Blanco-Mavillard, I., Rodríguez-Calero, M., Castro-Sanchez, E. ORCID: 0000-0002-3351-9496 , Bennasar-Veny, M. & De Pedro-Gómez, J. (2018). Appraising the quality standard underpinning international clinical practice guidelines for the selection and care of vascular access devices: a systematic review of reviews. BMJ Open, 8(10), article number e021040. doi: 10.1136/bmjopen-2017-021040

Abstract

OBJECTIVE: Catheter-related bloodstream infections are one of the most important adverse events for patients. Evidence-based practice embraces interventions to prevent and reduce catheter-related bloodstream infections in patients. At present, a growing number of guidelines exist worldwide. The purpose of the study was to assess clinical practice guidelines for peripheral and central venous access device care and prevention of related complications.
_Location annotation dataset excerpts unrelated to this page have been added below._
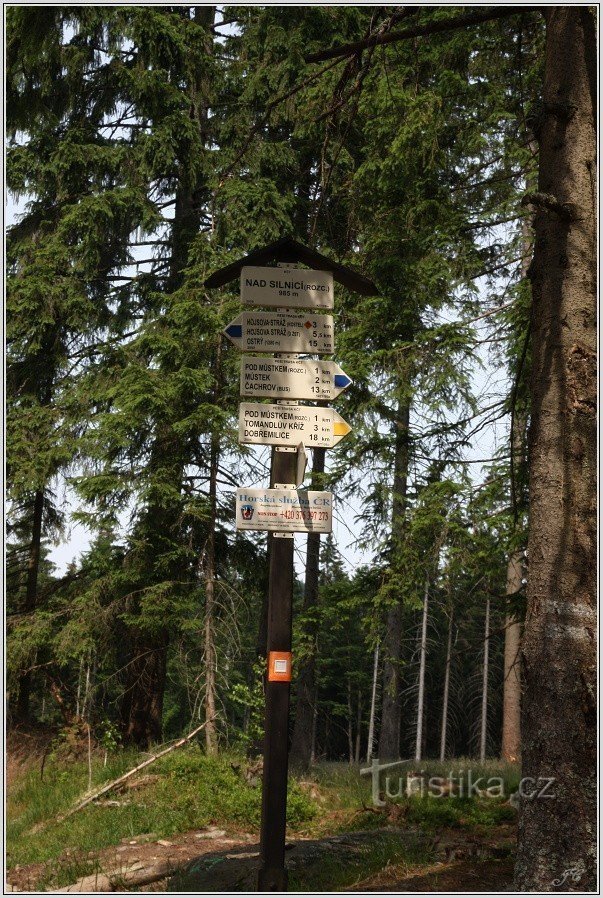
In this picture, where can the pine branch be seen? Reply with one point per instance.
(464, 21)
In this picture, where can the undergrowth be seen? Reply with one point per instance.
(189, 790)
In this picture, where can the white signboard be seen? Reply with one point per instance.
(286, 287)
(285, 511)
(282, 332)
(288, 425)
(292, 378)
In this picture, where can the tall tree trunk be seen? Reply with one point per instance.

DESIGN: Systematic review of clinical practice guidelines: We conducted a search of the literature published from 2005 to 2018 using Medline/PubMed, Embase, CINAHL, Ovid, ScienceDirect, Scopus and Web of Science. We also evaluated grey literature sources and websites of organisations that compiled or produced guidelines. Guideline quality was assessed with the Appraisal of Guidelines for Research and Evaluation, Second Edition tool by three independent reviewers. Cohen's kappa coefficient was used to evaluate the concordance between reviewers.

RESULTS: We included seven guidelines in the evaluation. The concordance between observers was substantial, K=0.6364 (95% CI 0.0247 to 1.2259). We identified seven international guidelines, which scored poorly on crucial domains such as applicability (medium 39%), stakeholder involvement (medium 65%) and methodological rigour (medium 67%). Guidelines by Spanish Health Ministry and UK National Institute for Health and Care Excellence presented the highest quality.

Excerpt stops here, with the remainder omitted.